No, placing maxVal in shared memory just means that out of all the threads in the block one is randomly picked to succeed in placing its value there and the final result will be unpredictable. Reduction schemes are not just about leaving out the atomic operations in where they would be needed. Their important part is to have no two threads write to the same variable, so that no race conditions can evolve.

Also, you may be using [font=“Courier New”]isLast[/font] without assigning it a value first. Place a [font=“Courier New”]__syncthreads()[/font] between writing it from thread 0 and reading it from the other threads.
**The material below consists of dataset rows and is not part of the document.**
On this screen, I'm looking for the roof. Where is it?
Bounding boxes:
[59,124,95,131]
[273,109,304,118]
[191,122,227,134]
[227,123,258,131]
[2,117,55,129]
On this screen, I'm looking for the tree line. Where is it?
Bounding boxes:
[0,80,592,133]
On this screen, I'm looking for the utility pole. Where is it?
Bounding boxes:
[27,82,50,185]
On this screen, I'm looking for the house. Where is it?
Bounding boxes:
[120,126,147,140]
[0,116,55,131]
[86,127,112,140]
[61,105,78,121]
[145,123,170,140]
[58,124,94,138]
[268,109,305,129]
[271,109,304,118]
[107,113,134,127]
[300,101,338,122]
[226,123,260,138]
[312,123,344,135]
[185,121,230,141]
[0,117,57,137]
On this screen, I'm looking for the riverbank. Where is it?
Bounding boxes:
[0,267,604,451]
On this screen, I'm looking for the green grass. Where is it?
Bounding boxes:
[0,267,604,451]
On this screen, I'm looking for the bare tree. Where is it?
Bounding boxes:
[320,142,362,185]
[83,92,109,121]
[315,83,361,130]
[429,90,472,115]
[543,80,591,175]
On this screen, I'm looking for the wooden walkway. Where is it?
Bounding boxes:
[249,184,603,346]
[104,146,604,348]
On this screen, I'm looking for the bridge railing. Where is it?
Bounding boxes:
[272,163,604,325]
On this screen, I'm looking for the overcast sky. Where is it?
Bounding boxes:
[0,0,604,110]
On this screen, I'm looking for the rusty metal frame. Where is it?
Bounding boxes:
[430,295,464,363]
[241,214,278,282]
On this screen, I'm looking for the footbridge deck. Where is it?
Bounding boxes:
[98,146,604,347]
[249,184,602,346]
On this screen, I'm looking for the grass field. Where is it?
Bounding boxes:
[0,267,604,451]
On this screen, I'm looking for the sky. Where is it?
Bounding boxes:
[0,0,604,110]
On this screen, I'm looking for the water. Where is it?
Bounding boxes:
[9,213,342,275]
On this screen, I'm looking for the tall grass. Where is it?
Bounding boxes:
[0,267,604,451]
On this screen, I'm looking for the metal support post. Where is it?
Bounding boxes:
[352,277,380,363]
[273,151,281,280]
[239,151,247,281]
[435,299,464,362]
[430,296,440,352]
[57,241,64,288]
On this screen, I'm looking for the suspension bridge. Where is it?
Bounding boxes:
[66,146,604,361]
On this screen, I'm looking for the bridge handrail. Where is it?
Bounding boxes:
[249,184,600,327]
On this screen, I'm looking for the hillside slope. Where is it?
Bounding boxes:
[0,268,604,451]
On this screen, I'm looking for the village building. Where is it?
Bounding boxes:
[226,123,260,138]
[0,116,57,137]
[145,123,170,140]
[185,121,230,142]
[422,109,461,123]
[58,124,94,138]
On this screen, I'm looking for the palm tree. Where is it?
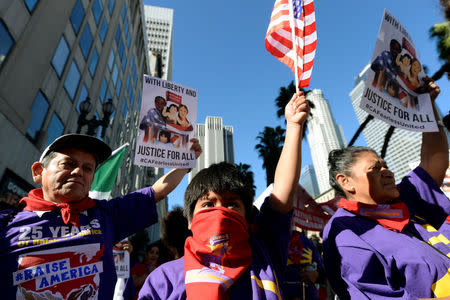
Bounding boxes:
[236,163,256,197]
[255,126,285,186]
[275,81,314,138]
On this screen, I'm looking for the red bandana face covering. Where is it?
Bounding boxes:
[337,198,409,231]
[184,207,252,299]
[19,189,95,227]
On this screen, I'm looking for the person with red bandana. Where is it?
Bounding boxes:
[0,134,201,299]
[139,92,309,300]
[323,78,450,299]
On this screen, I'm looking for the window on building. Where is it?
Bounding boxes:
[115,24,121,46]
[24,0,38,13]
[64,61,81,101]
[76,83,88,114]
[52,35,70,78]
[44,113,64,148]
[108,48,114,72]
[122,97,128,119]
[108,0,116,15]
[80,24,92,59]
[0,20,14,67]
[122,1,127,21]
[112,64,119,86]
[27,91,50,141]
[116,78,122,98]
[123,18,129,36]
[127,34,131,49]
[122,55,127,73]
[70,0,84,34]
[98,78,108,103]
[92,0,103,25]
[136,91,142,109]
[119,39,125,59]
[89,48,98,77]
[98,18,108,44]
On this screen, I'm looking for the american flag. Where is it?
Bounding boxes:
[265,0,317,88]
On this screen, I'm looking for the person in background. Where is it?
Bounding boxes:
[139,92,309,299]
[0,134,201,299]
[283,230,324,300]
[113,240,136,300]
[323,78,450,299]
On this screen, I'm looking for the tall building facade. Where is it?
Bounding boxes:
[144,5,173,80]
[350,64,422,182]
[300,165,320,198]
[189,117,234,181]
[306,89,346,193]
[0,0,152,209]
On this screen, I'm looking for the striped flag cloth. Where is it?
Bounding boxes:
[89,143,130,199]
[265,0,317,88]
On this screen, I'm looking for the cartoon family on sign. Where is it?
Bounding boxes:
[370,37,425,110]
[139,91,193,148]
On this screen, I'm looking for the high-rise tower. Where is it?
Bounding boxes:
[189,117,234,181]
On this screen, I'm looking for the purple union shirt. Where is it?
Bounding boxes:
[0,187,158,299]
[323,167,450,299]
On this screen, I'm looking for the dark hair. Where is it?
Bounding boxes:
[400,53,412,63]
[328,146,378,197]
[162,206,192,258]
[167,104,178,111]
[184,162,253,221]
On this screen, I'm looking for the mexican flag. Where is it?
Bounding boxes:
[89,143,130,199]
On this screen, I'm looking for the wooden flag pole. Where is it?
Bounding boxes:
[288,0,298,93]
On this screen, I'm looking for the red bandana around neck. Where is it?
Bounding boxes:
[184,207,252,300]
[19,189,95,227]
[337,198,409,231]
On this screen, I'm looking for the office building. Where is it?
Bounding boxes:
[189,117,234,181]
[300,165,320,198]
[144,5,173,80]
[306,89,346,193]
[0,0,152,206]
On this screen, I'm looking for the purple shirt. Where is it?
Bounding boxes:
[139,199,292,300]
[323,167,450,299]
[0,187,158,299]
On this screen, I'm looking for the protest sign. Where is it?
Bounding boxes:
[360,10,438,132]
[134,75,197,168]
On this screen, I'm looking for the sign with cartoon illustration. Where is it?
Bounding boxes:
[360,10,438,132]
[11,243,103,299]
[134,75,197,168]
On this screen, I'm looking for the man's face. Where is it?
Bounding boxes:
[189,191,245,227]
[37,149,96,203]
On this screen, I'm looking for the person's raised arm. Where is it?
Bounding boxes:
[152,139,202,202]
[420,78,448,185]
[270,92,309,213]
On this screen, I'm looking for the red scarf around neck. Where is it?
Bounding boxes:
[19,189,95,227]
[337,198,409,231]
[184,207,252,300]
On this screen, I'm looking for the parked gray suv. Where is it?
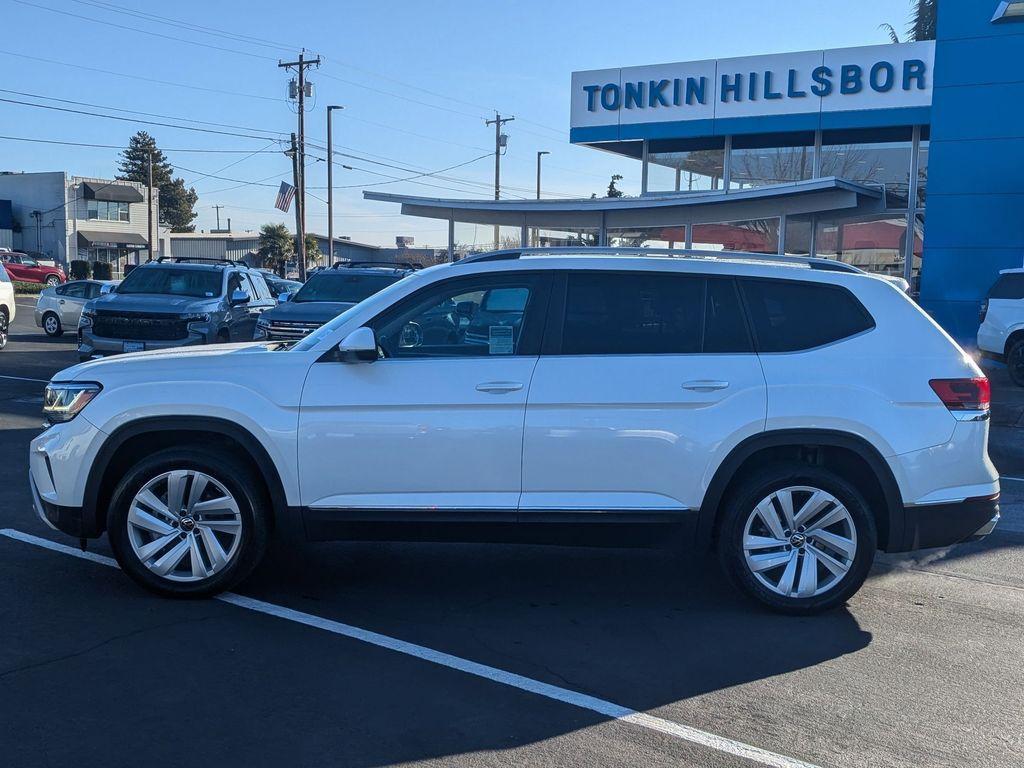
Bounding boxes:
[78,257,275,360]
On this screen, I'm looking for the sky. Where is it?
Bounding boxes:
[0,0,909,247]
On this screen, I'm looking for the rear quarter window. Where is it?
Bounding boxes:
[988,272,1024,299]
[739,279,874,352]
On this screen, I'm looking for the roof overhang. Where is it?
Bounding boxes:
[362,176,885,229]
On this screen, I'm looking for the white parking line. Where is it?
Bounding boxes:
[0,528,816,768]
[0,376,50,384]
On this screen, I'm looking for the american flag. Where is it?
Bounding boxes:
[273,181,295,213]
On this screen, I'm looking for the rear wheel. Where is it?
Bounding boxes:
[1007,339,1024,387]
[106,446,268,597]
[719,463,877,613]
[43,312,63,336]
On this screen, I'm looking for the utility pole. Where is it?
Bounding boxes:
[281,133,306,283]
[278,50,319,283]
[486,112,515,251]
[327,104,345,266]
[147,150,154,264]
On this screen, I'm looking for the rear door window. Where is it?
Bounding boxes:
[988,272,1024,299]
[739,279,874,352]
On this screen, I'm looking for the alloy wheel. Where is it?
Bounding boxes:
[743,485,857,598]
[128,469,243,582]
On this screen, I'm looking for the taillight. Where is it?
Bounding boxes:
[928,376,992,411]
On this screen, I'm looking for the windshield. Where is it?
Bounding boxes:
[117,267,223,299]
[292,270,401,303]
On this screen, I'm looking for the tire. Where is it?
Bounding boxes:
[106,445,270,598]
[718,462,878,614]
[43,312,63,337]
[1007,340,1024,387]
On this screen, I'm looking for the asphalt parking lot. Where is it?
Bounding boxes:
[0,299,1024,768]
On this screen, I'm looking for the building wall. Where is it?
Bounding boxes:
[0,171,68,264]
[921,0,1024,342]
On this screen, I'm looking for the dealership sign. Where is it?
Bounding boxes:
[571,41,935,128]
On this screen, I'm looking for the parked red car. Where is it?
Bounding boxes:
[0,251,68,287]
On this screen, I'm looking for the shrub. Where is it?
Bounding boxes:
[71,259,89,280]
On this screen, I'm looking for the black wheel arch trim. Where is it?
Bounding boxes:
[82,416,288,539]
[696,429,905,549]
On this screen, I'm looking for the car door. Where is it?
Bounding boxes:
[299,272,549,522]
[56,281,92,329]
[520,270,766,517]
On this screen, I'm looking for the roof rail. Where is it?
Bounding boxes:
[331,261,423,269]
[156,256,249,267]
[455,246,865,273]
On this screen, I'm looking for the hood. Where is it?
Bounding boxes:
[52,342,276,383]
[260,301,355,324]
[89,293,217,314]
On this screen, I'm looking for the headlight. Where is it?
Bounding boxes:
[43,382,102,424]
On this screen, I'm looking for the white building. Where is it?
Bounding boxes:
[0,171,160,273]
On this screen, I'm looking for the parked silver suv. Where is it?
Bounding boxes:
[78,257,275,360]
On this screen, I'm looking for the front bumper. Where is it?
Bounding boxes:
[78,329,207,361]
[887,494,999,552]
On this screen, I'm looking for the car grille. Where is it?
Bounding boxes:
[266,321,324,339]
[92,310,188,341]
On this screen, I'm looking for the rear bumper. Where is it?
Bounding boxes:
[886,494,999,552]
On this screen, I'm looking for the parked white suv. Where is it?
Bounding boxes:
[31,250,999,612]
[978,269,1024,387]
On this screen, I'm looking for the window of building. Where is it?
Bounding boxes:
[729,132,814,189]
[739,279,874,352]
[693,217,779,253]
[815,213,924,275]
[647,138,725,191]
[85,200,129,221]
[821,128,928,209]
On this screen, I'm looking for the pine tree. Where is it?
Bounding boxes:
[118,131,199,232]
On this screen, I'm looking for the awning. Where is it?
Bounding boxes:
[362,176,884,230]
[78,230,150,250]
[82,181,145,203]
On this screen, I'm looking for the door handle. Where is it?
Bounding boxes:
[476,381,522,394]
[683,379,729,392]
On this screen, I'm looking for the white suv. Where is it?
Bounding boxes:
[31,249,999,612]
[978,269,1024,387]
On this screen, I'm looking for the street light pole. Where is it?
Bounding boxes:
[327,104,345,266]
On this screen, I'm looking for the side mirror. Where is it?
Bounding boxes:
[338,326,377,362]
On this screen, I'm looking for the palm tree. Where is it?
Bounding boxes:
[879,0,939,43]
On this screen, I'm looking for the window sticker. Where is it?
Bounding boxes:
[487,326,513,354]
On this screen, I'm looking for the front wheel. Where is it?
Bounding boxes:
[106,446,268,597]
[43,312,63,336]
[718,463,878,613]
[1007,341,1024,387]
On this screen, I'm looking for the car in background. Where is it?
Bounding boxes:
[263,272,302,301]
[78,256,274,360]
[253,261,419,341]
[36,280,117,337]
[0,263,17,349]
[0,251,68,286]
[978,268,1024,387]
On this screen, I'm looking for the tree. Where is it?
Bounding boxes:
[880,0,939,43]
[259,224,295,270]
[118,131,199,232]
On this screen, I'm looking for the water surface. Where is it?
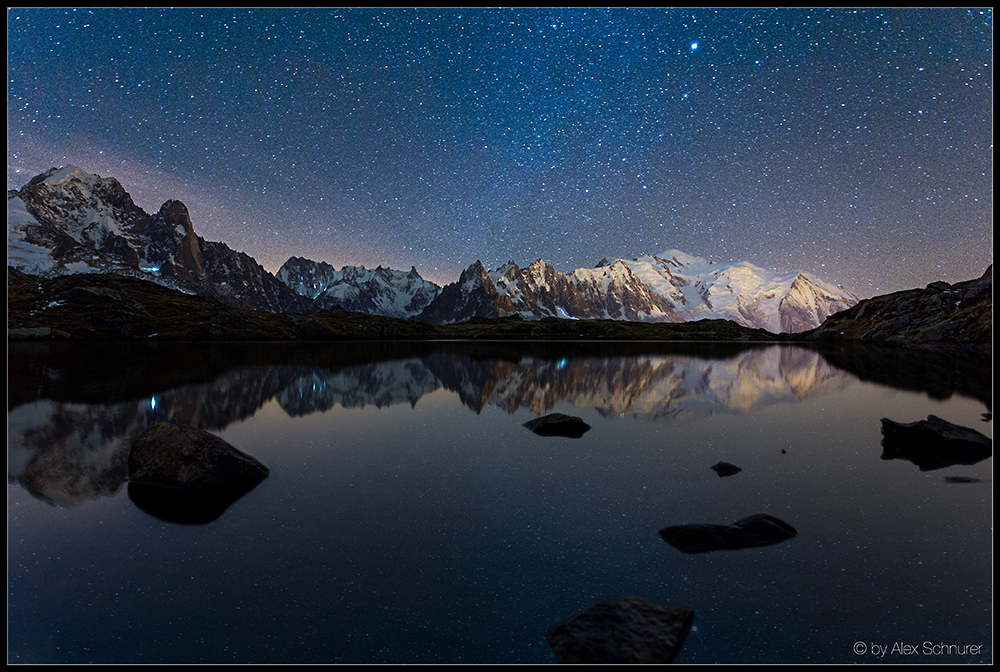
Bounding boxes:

Or, if you rely on having at most one warp (32 threads) per block, declare [font=“Courier New”]isLast[/font] as [font=“Courier New”]volatile[/font].

3

or simply use thrust:

thrust::device_vector<real> d_A(N*N);

thrust::copy(h_A, h_A + N*N, d_A.begin());

real max = thrust::reduce(d_A.begin(), d_A.end(), thrust::max<real>());
4

Good idea, but it returns integer always %)

5

why integer?

thrust documentation reduce

in this example, yes it returns integer.

if you use it like

real result = thrust::reduce(data, data + 6,

                              real(*data),

                              thrust::maximum<real>()

);

it will return a real. it is a template-function

6

You may try this:

#include <iostream>

#include <cuda_runtime_api.h>

#include <cuda_runtime.h>

#include <device_functions.h>

#include <device_launch_parameters.h>

#include <thrust/reduce.h>

#include <thrust/device_vector.h>

#define real double

#define N 4096

int main ()

{

	real* h_A = new real[N*N];

	for(int i = 0; i < N; i++)		

		for(int j = 0; j < N; j++)

			h_A[i*N+j] = 1.5;

	thrust::device_vector<real> d_A(N*N);

	thrust::copy(h_A, h_A + N*N, d_A.begin());

	thrust::maximum<real> op;

	real max = thrust::reduce(d_A.begin(), d_A.end(), 0, op);	

	std::cout << max;

}
7

I found what was the root cause of the problem - 3rd argument of thrust::reduce() is “T init” - initial value of type T. But when you use “0” it performs implicit convertion to int. So you should be careful with it and place “0.”. Code

real max = thrust::reduce(d_A.begin(), d_A.end(), 0., op);

works fine :)

8

even better:

real max = thrust::reduce(d_A.begin(), d_A.end(), real(0), op);